After his arguments in the Mandal (1992) and Babri Masjid (1994) cases, he was designated as a Senior Advocate by the Supreme Court in 1995. He used to say: “Winning a few odd cases does not make you a marketable lawyer. you still end up eating your chappatis in the lawn.” His initial interest was in public interest law. A flurry of cases followed: Banwasi Sewa Ashram, Sariska, the Wild Ass Sanctuary case, the Pench Cases, Nagarhole, Rathong Chu in Sikkim, the Omkareshwar daru case, the Noyyil River case, the North East Armed Forces Act case and a range of others. He was amicus to the Court in over two dozen cases, including the police attack on the ‘Ram Deo’ meeting and the march of Gujjars towards Delhi causing damage to public property.
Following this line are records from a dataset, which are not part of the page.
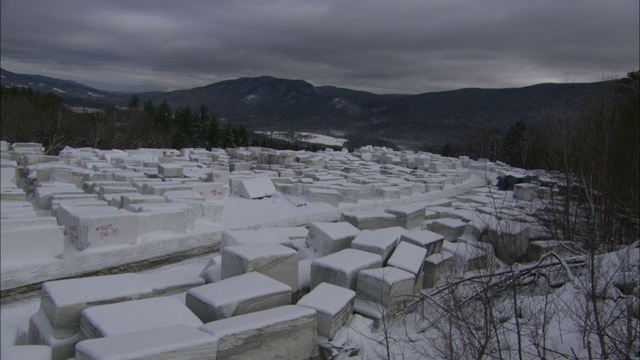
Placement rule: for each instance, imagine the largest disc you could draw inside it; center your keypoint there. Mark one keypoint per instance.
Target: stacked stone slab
(237, 295)
(274, 260)
(286, 332)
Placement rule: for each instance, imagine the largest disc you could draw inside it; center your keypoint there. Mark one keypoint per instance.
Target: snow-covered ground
(308, 137)
(456, 318)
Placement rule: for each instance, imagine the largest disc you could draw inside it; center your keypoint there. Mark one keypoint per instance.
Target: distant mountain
(268, 103)
(74, 93)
In the Mandal case (1992), he supported reservations, but turned against its mindless excesses for vote banks. His later arguments on reservation, quotes and preferences in various cases emphasized this. Amongst those of others, his arguments led to constitutional amendments, culminating in the Nagraj case, which he also argued and which put caps on excessive reservation for jobs in public administration and the public sector. He answered his critics with a masterly account of how Parliament debated reservations in his book Reserved (2008).
Seeing the divide between the rich and poor, empowered and dis-empowered, as the greatest challenge to the Republic, he believes in an inclusive Constitution.
Soon, he became known as a lawyer working on all aspects of the working of the Constitution, the regulatory state, and civil and criminal issues. He argued and wrote opinions and submissions for hundreds of cases, all neatly bound in his library. His knowledge of constitutional, and all forms of public law, is immense, his eloquence and clarity exemplary. His work took him to virtually every High Court in India. His interest in governance led him to make submission to the Parliament on many occasions, using his newspaper articles for further critique. He will be remembered as a lawyer for his insights and actual contributions to cases, adding ideas that are consecrated in judgments. He spoke his mind to judges who were rude to lawyers but respected the judicial process.
Asked whether he would be remembered as a lawyer, he said: “No! But every institution depends on renewal. I would like to believe that in difficult times, I was part of the renewal.” Modest to the last, and with an unerring sense of humour! He has written a fictional biography of his mother titled. Talking to Yamraj, an account of returning home from England, some short stories and poems titled, Snippets and a huge amount of unpublished material. “For the moment,” he says, “I’ m still around.”